Preschoolers learn mindfulness, yoga in Ivy Child program
(Instructor America Young creates a full moon pose with children in a yoga/mindfulness class at the Salmon Center for Early Education in Worcester. SUBMITTED PHOTO
Friday, March 16, 2012
Enter a classroom full of preschoolers and you might expect a frenzy of activity; running, jumping, playing and shouting.
But if Rose Pavlov and America Young are in the room, it will be a different story: children sitting calmly in a circle, breathing deeply or doing yoga, pretending to be a butterfly. Or a bear or a flower, or whatever their young minds can imagine. It’s all part of Ms. Pavlov’s yoga and mindfulness program for preschoolers, which she presents along with Clark University yoga instructor America Young, at preschools wherever requested. The program includes children from Worcester, Shrewsbury, Westboro, Northboro, Auburn and Paxton.
And why do children 2-1/2 through 5 need yoga and relaxation? “There’s been a nationwide increase in aggression among children,” Ms. Pavlov said. “Stabbing with writing utensils, beyond pushing and pulling and biting; really aggressive incidents in preschool.” Ms. Pavlov’s knowledge on this subject comes from research by Ivy Child International, a Worcester-based nonprofit founded by Ms. Pavlov and devoted to “cross-cultural, positive psychological services.”
Research there also showed that such aggressive behavior was because of stress. Further research and clinical experience also showed an antidote.
“With the research that we conducted with pediatric cancer patients, it showed that children had a multitude of benefits when dealing with stress through mindfulness and yoga,” Ms. Pavlov said. “Our theory was that if it can help with coping with physiological stressors, it may also help with environmental stressors.”In short, learning to deal with stress in ways other than lashing out could benefit everyone.
“We all deal with stressors, but how we respond and cope is really essential,” she said. “If we teach children how to cope with stressors and how to self-regulate their emotions by identifying triggers of negative emotion and identifying appropriate and constructive outlets, they may better have the opportunity to thrive when facing challenges,” she said.

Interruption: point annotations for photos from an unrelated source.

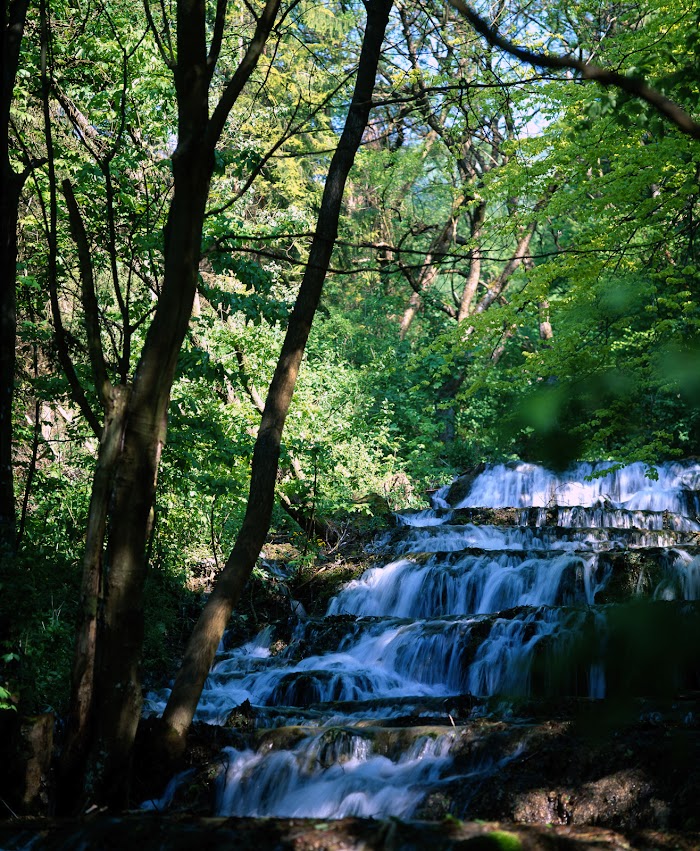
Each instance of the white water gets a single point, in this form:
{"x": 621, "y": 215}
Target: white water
{"x": 457, "y": 610}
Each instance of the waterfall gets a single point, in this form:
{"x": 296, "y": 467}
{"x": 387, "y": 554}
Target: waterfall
{"x": 458, "y": 613}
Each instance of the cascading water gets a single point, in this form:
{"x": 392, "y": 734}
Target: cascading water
{"x": 363, "y": 722}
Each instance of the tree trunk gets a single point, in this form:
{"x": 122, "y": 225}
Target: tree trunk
{"x": 9, "y": 199}
{"x": 117, "y": 706}
{"x": 80, "y": 715}
{"x": 12, "y": 22}
{"x": 212, "y": 623}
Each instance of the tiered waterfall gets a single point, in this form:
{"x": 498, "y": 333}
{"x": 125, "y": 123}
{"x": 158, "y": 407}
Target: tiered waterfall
{"x": 508, "y": 590}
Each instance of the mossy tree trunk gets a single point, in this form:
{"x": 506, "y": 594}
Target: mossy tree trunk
{"x": 202, "y": 646}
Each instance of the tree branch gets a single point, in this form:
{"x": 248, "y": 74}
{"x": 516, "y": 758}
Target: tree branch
{"x": 88, "y": 296}
{"x": 635, "y": 86}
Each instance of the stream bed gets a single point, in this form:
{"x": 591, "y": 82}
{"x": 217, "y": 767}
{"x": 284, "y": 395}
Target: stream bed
{"x": 526, "y": 650}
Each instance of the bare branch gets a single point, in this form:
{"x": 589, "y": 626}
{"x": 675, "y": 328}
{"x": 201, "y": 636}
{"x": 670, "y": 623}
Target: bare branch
{"x": 635, "y": 86}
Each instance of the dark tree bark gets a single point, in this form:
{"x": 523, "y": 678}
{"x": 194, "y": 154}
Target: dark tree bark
{"x": 212, "y": 623}
{"x": 12, "y": 22}
{"x": 106, "y": 699}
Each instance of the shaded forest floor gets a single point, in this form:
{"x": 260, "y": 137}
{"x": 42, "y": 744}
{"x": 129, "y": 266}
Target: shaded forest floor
{"x": 182, "y": 832}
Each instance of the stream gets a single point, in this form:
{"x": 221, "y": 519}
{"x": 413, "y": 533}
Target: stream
{"x": 412, "y": 692}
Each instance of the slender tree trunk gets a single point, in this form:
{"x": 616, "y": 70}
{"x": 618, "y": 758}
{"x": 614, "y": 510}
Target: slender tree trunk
{"x": 80, "y": 715}
{"x": 9, "y": 200}
{"x": 212, "y": 623}
{"x": 116, "y": 643}
{"x": 14, "y": 13}
{"x": 117, "y": 706}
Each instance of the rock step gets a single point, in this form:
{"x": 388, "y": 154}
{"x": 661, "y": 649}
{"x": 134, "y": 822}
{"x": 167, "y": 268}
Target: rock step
{"x": 568, "y": 517}
{"x": 450, "y": 536}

Just how does this work for young children?
Ms. Pavlov teaches mindfulness first, deep breathing and calmness. Children then move on to traditional yoga and finally on to a portion of the program that gives their imaginations free rein: They transform into something from nature, a butterfly or a tree. They discuss nature and where their imaginations can take them.
Part of the mindfulness portion includes an activity Ms. Pavlov created to help focus and calm children, called the Calming Hands technique. Children in stress learn to place their hands on a copy of their own hand with the fingers numbered and count and breathe. The activity helps calm and focus them.

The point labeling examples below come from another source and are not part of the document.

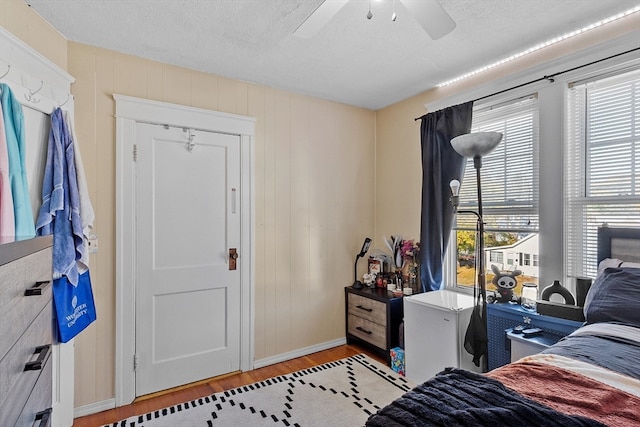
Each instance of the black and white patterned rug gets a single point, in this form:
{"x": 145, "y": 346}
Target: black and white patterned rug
{"x": 340, "y": 393}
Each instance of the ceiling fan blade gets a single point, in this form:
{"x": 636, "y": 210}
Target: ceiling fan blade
{"x": 319, "y": 18}
{"x": 431, "y": 16}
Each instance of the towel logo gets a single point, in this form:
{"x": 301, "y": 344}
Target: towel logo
{"x": 78, "y": 311}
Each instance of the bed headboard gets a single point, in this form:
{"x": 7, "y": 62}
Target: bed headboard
{"x": 621, "y": 243}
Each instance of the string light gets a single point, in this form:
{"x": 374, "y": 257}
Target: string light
{"x": 540, "y": 46}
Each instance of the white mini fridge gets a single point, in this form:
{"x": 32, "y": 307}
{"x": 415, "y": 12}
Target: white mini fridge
{"x": 435, "y": 324}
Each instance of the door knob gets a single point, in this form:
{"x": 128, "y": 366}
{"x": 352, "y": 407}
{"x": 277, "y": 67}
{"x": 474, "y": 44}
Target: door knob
{"x": 233, "y": 256}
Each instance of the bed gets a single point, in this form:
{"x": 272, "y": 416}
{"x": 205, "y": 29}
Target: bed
{"x": 589, "y": 378}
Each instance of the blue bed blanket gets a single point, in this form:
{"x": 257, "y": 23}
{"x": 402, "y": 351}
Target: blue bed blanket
{"x": 457, "y": 397}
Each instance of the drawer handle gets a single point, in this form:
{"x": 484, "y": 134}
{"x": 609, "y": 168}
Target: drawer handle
{"x": 43, "y": 417}
{"x": 42, "y": 352}
{"x": 36, "y": 289}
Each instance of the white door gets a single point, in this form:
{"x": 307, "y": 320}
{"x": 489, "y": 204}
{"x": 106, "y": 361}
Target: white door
{"x": 187, "y": 220}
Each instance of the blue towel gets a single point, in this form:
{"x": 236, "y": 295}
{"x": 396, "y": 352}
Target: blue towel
{"x": 60, "y": 211}
{"x": 14, "y": 130}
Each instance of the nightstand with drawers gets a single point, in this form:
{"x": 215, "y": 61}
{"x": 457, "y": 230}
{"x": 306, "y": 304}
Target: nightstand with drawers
{"x": 373, "y": 317}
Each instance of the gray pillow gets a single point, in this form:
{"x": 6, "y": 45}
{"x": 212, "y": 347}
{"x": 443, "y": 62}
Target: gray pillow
{"x": 614, "y": 297}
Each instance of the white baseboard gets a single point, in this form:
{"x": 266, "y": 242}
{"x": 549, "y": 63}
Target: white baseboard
{"x": 104, "y": 405}
{"x": 283, "y": 357}
{"x": 94, "y": 408}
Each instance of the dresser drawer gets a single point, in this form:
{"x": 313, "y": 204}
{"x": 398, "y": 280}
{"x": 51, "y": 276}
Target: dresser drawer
{"x": 33, "y": 348}
{"x": 373, "y": 333}
{"x": 19, "y": 310}
{"x": 39, "y": 402}
{"x": 367, "y": 308}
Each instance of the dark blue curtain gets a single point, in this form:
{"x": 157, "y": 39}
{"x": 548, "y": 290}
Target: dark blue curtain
{"x": 440, "y": 164}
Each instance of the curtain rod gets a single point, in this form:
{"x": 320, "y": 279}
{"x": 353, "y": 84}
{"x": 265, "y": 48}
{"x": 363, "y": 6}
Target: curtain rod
{"x": 549, "y": 77}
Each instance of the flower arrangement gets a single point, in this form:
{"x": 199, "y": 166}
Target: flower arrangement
{"x": 410, "y": 250}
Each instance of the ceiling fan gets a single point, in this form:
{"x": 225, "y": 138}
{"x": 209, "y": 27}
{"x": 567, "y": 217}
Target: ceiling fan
{"x": 429, "y": 14}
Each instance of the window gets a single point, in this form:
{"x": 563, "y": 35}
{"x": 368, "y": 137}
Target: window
{"x": 509, "y": 179}
{"x": 602, "y": 162}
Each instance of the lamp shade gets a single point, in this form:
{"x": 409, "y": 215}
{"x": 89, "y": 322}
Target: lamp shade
{"x": 476, "y": 144}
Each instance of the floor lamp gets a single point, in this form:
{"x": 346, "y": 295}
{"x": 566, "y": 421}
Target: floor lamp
{"x": 476, "y": 145}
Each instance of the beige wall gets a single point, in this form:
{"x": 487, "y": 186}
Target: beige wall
{"x": 326, "y": 175}
{"x": 314, "y": 168}
{"x": 399, "y": 171}
{"x": 315, "y": 175}
{"x": 18, "y": 18}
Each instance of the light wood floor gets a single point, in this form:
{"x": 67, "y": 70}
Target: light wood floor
{"x": 150, "y": 403}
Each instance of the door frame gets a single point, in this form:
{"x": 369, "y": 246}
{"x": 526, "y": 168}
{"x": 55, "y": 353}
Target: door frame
{"x": 129, "y": 112}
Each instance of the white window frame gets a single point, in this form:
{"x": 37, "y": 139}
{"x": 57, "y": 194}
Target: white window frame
{"x": 552, "y": 99}
{"x": 589, "y": 186}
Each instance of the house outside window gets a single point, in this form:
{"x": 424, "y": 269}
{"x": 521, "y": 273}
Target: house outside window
{"x": 509, "y": 179}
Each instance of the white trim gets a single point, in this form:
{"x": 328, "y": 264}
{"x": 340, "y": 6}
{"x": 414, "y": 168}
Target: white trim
{"x": 94, "y": 408}
{"x": 148, "y": 111}
{"x": 129, "y": 112}
{"x": 283, "y": 357}
{"x": 105, "y": 405}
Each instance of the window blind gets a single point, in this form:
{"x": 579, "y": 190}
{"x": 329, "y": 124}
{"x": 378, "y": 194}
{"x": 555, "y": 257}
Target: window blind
{"x": 509, "y": 173}
{"x": 602, "y": 158}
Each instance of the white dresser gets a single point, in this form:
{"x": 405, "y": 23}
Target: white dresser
{"x": 26, "y": 333}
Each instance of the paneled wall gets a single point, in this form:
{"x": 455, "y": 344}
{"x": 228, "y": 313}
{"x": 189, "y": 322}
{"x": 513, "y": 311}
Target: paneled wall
{"x": 314, "y": 168}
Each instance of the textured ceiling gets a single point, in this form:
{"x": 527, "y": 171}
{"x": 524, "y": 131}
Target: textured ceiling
{"x": 352, "y": 60}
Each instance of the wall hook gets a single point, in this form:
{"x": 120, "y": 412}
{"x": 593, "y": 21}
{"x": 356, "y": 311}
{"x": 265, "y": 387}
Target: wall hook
{"x": 5, "y": 74}
{"x": 67, "y": 100}
{"x": 30, "y": 97}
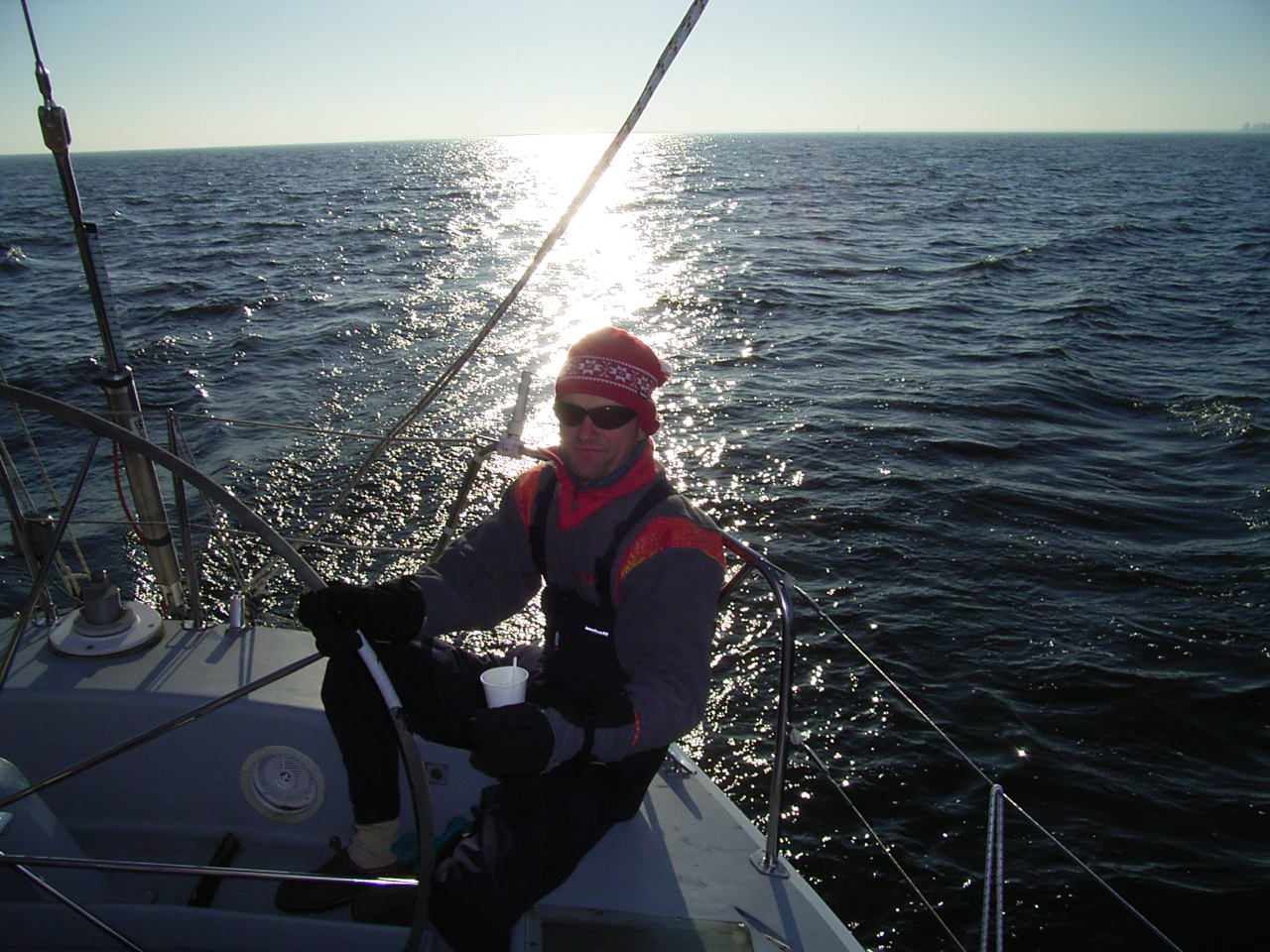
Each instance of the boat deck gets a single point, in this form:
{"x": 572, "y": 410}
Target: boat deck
{"x": 674, "y": 878}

The children respond well to the program, Ms. Pavlov said. She hears from teachers and parents that the long-term goal of the program is working: Children are taking away from the 16-week program, currently being taught at the Salmon Center for Early Education on Plantation Street, the skills they need to deal with stress. They stop, breathe, think and then act.
Part of the program is also teaching children to identify feelings such as anger, frustration and confusion that often impel the young to act quickly in destructive ways. But also to identify the good feelings.
She’s astounded at how easily that lesson takes root with children. Her own test group — her son, Noah, 6, and Laiya, 4 — have shown her just how easily children can learn to identify feelings and deal with them.
At the end of the course, children are encouraged to talk about their experience, an eye-opening experience for the adults around them. “It’s really incredible to see the world through their lens, and what they’re experiencing and what they find are their areas of difficulty,” Ms. Pavlov said.
Ms. Pavlov, a licensed mental health provider and founder of Ivy, began her journey in India in 1995, working with Mother Teresa and her group in the slums of cities in India. “That’s the experience that really changed my life,” she said.
There, children living under the most adverse circumstances could be brought some peace, Ms. Pavlov found, through yoga and mindfulness . . . and music. Ms. Pavlov is also a musician and in India learned to play the veena, an Indian string instrument. “I always had a passion for working with children,” she said. In India, she not only indulged that passion and joined it with music, but she began to focus her future on working with children and helping them deal with their stress as well.
In the United States, Ms. Pavlov founded Ivy to focus on bringing nonpharmaceutical solutions to the stress that children labor under.
The yoga and mindfulness program is one of three new programs by Ivy, the other two focusing on bullying and multicultural and music education. Ivy provides the programs to schools, groups and individuals, and Ms. Pavlov hopes to see sustainable funding sources soon so that more and more children will learn to stop and take a deep breath, not just now, but in their future.